Bami, a fellow native of Congo as well as a former European super lightweight champion, welcomed Mokonzo into his burgeoning young stable of fighters that included Matchroom cruiserweight prospect Isaac Chamberlain. Based at Miguel’s Gym in Brixton, the two men would plan Mokonzo’s comeback.
“I had my first fight with Ted against a prospect in Leeds. I came out in the first round and I was a bit more relaxed. He came out hard and I ended up stopping him – which was a surprise to some people, as he was a prospect and I was a journeyman!”
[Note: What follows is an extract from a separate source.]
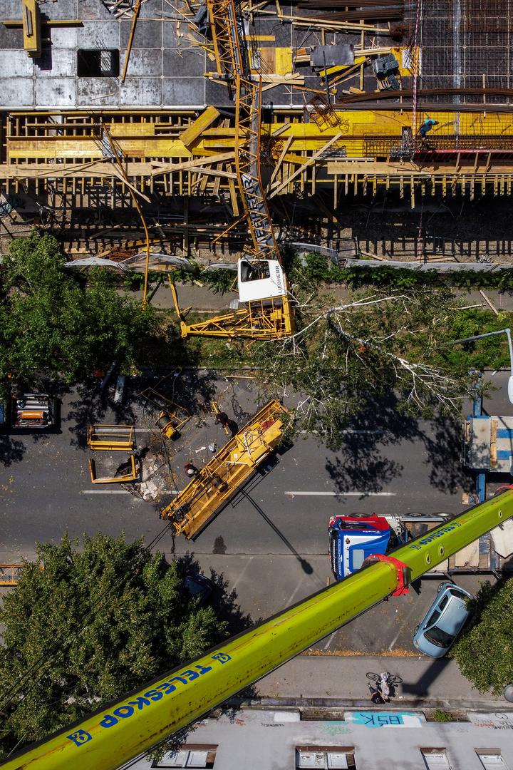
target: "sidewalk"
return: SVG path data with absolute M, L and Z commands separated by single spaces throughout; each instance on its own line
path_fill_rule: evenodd
M 265 701 L 361 708 L 371 705 L 367 671 L 384 671 L 403 679 L 391 704 L 396 708 L 419 705 L 495 711 L 510 707 L 501 697 L 481 695 L 474 689 L 455 661 L 425 656 L 298 655 L 258 682 L 255 690 Z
In his next outing, he would travel to Cardiff to face former Commonwealth Games bronze medallist Jermaine Asare – it was another bout in which Mokonzo was a heavy underdog, but another mountain that he was determined to conquer.
“He was tipped for big things.”
“In the first round I came out fast and caught him cold with a left hand. I just remember following up with a barrage of punches and I stopped him. After that fight, my name started ringing bells and people started to take a bit of notice.”
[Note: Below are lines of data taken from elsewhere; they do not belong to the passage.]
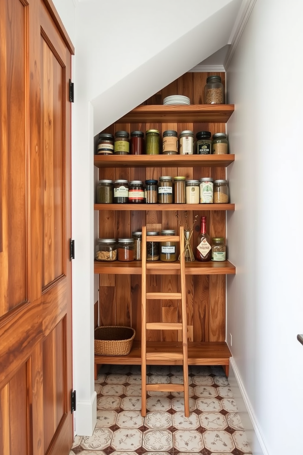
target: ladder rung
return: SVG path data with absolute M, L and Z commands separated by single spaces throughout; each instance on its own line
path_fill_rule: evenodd
M 182 328 L 180 322 L 148 322 L 146 329 L 151 330 L 180 330 Z
M 146 384 L 147 390 L 159 390 L 161 392 L 183 392 L 183 384 Z
M 183 359 L 183 355 L 179 352 L 147 352 L 146 360 L 157 361 L 159 359 L 164 360 Z
M 155 299 L 175 299 L 180 300 L 181 298 L 180 292 L 147 292 L 146 298 Z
However, just as his career seemed to be showing some promise, Mokonzo suffered a fifth-round stoppage at the hands of Tomi Tatham in Manchester. From that point on, he says, his once promising career spiralled out of control; setting him up for the life of a journeyman.
“When I fought [Tomi] Tatham, I was tipped to beat him.”
“In the first round, he caught me a right hand and put me over. I got up, but I didn’t box well – and then in the fifth round the referee stopped it. From then everything just went downhill.”
“I trained my socks of for that fight. I was going in with the belief I could win – and I could win convincingly – but it didn’t turn out that way. Then it was just one loss after another.”
Looking back on his defeats, a now refreshed and more mature Mokonzo realises that his downfall came as a result of poor preparation and a lack of dedication for his chosen career.
“Once I lost the fight in Manchester, I went back into that shell again like I did in my first fight.”
“I wasn’t taking it seriously at all. I wasn’t living the life; the eating the training; I wasn’t doing none of that at all – and it caught up to me.”
Now, however, a change in mindset and attitude has seen Mokonzo give himself one final chance at making a career out of the sport he loves.
Living in Bethnal Green with new trainer Josh Burnham, the 31-year-old has refocused over the last 18 months in an attempt to turn his career around. He has made what he believes were much-needed changes to his team; as well as his own mental preparation and dedication to the sport.
“It’s now or never.” said Mokonzo, with a steely resolve in his voice.
“People who know me say ‘Eric you’re not a journeyman… you’re only a journeyman because of what you have done previously!’ – so I can’t argue with people’s judgements and opinions.”
“We have made the change now. I’m not the fighter ‘on the road’ and I don’t want to be known as a journeyman anymore. I wouldn’t mind being called a former journeyman, but I have made the transition.”
“I’m not fighting on the road or fighting because I only care about money. I’m building my profile and career and from now on I’m going to be the home fighter.”
More focused than ever, and with a significant change to his mental outlook, Mokonzo has vowed to leave his ‘journeyman’ days behind.
With his ultimate goal of winning the British title, ‘The Congo Warrior’ knows a long, arduous journey awaits him. It is a journey, he says, that starts with the Southern Area title.
“I have given myself a timespan of how long I need to do certain things: and my first target is winning the Southern Area title. I believe with two or three decent wins under my belt I can challenge for that title and after? Who knows?”
“Now I’m a lot more focused and a lot more aware of people who come into my life and who I socialise with. I know exactly what I need to do and where I’m going: so I’m not going to allow myself to fall short.”
“I’m not a journeyman – I don’t care what my damn record says – I’m not a journeyman… my journey is only just beginning!”